To me, campgrounds - even the most beautiful - have a sweet, vintage appeal. They're a little neglected - quiet, and simple - products of a bygone era. Rusted-out swingsets and grills, RVs with P.O.W. flags and hanging tomato baskets.
Dinner takes time, as does a simple cup of tea. (These things also involve incendiary devices, which means they are Dogtor territory.) We go to bed early after a good conversation around the campfire. (We burned what I believe was pinion pine firewood - it smelled amazing.)
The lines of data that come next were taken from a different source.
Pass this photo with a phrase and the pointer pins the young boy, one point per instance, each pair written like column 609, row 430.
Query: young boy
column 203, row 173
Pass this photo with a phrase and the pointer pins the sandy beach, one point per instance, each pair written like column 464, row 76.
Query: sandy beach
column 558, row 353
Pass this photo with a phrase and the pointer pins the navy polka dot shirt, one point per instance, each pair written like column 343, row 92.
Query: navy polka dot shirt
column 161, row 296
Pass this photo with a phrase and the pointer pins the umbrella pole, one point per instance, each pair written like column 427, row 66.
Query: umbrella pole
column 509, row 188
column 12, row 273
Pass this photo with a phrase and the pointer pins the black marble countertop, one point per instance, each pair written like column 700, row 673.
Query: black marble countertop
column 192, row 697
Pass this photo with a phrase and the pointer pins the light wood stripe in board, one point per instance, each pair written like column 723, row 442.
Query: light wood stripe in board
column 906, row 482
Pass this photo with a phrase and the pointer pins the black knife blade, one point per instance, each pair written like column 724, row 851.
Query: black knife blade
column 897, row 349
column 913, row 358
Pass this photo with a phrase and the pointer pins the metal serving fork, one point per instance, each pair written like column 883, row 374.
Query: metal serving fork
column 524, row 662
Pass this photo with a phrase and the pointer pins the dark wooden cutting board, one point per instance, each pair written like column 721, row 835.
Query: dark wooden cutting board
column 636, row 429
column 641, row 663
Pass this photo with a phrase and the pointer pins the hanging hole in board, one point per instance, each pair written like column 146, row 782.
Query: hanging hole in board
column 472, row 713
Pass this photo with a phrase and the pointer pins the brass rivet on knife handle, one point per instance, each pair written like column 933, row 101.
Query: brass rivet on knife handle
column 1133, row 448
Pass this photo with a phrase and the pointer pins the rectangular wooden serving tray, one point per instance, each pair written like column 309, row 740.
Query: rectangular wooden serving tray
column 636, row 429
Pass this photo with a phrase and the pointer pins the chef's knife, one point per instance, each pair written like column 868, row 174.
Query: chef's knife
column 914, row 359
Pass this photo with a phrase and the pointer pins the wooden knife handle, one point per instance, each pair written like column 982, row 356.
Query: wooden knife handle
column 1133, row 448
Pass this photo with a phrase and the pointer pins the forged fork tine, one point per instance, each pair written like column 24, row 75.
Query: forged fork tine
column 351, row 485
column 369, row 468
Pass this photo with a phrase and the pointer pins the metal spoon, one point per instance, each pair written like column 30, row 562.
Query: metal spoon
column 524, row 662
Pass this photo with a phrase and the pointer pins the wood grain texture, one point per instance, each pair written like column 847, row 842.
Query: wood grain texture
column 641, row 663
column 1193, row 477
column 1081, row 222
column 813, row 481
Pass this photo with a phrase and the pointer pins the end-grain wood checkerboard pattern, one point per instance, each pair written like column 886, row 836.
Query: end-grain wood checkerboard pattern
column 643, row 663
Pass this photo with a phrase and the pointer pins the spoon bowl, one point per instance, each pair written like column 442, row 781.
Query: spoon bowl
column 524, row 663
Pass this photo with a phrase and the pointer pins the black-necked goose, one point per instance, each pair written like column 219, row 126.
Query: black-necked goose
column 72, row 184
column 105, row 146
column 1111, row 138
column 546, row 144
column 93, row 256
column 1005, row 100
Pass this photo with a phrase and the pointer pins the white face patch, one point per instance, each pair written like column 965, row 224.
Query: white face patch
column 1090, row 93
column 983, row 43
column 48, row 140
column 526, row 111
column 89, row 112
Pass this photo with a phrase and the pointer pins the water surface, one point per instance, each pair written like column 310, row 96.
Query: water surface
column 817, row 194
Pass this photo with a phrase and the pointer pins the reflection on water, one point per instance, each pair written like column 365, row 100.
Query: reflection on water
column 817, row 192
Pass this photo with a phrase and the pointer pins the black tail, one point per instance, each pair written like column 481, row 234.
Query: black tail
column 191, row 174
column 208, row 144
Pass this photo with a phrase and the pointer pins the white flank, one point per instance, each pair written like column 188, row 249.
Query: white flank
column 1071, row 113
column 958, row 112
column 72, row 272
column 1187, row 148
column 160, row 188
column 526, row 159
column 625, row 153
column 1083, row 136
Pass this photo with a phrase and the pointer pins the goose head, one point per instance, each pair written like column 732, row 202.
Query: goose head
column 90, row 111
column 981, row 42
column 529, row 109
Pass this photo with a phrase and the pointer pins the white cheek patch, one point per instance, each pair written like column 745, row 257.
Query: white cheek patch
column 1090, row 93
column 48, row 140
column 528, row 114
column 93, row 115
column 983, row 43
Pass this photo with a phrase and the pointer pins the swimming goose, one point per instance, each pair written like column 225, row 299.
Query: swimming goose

We set up at a small campground on Mount Battie in Camden, Maine. I've always been drawn to Camden because Edna St. Vincent Millay grew up there - and the place exceeded my expectations. The summit of Mount Battie overlooks Penobscot Bay - a beautiful expanse of deep water, small islands and evergreen-topped mountains. One side of the campground bordered a cliff overlooking the ocean, with access to a rocky beach. (Not so toddler-friendly, but stunning.)
Camden itself is charming - full of inns, restaurants offering chowder and lobster rolls, and a gorgeous bay area -which this weekend hosted the Windjammer Festival. (I love re-enactors dressed as pirates!)
We visited Lincolnville Beach and biked around Megunticook Lake. (I did not hear any loons - but we did have a very vocal owl at our campsite the second night.) We scored with food - a standout being an unplanned stop at Dot's Market in Lincolnville for coffee - which turned into coffee, torte, muffins, and a sticky bun for le Dogteur.
Only a little scarred from yesterday's six+ hour drive with an underslept toddler, we plan to return to Camden again.